Chicago Public Schools said Friday that 663 employees at schools the district is closing, including teachers, teaching assistants and bus aides, don't qualify to follow students to their new schools and will be laid off.
The total includes 420 teachers, more than a third of them with tenure but rated either unsatisfactory or satisfactory. That allows them to be let go under the teachers union contract, which protects only teachers with excellent or superior ratings.
The cuts are a result of the district's decision to close 49 elementary schools and a high school program that CPS says are underenrolled. More cuts are likely as the district implements its controversial plan, by far the largest school shutdown effort ever attempted in Chicago.
The threat of additional layoffs for teachers at the schools that are closing remains. About 600 teachers from closing schools meet the criteria to move with their students to CPS-designated receiving schools. But it's not known how many slots will be open to them. That will be decided by principals at the receiving schools as they finalize staffing plans for the coming school year.
Also to be determined is how many principals, clerks and other employees will lose their jobs as a result of the school closings, said CPS spokeswoman Becky Carroll.
The district also Friday announced layoffs at five underperforming schools slated for overhauls, known as turnarounds. In an effort to raise the performance level of those schools, almost all employees are let go and new staff is hired.
CPS said 192 employees, 125 of them teachers, will lose their jobs as a result of those turnaround decisions, which, like the closings, were approved in May.
The Chicago Teachers Union has expressed concerns that budget cuts will result in additional layoffs.

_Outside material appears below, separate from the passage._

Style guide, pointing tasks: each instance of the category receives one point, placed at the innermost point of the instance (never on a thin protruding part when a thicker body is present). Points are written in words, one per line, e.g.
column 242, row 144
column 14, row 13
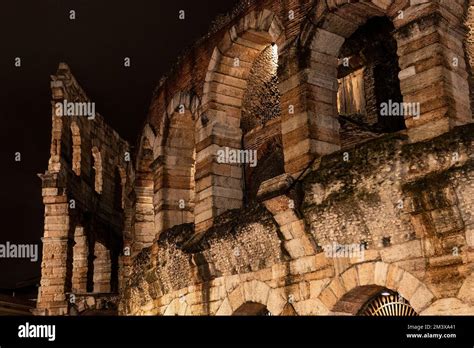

There is a process for teachers who are let go to get their jobs back, and officials said 60 percent of teachers who lose positions often find new ones in the district.
The district faces a budget deficit for the coming year of nearly $1 billion. CPS on Friday said it will cut staff at its headquarters in an ongoing attempt to address the shortfall, eliminating 100 positions that the district says is part of an effort to save up to $52 million in operations and administrative costs.
While individual school budgets have been sent out to principals, CPS has yet to release details on its overall budget, which must be approved by the end of August.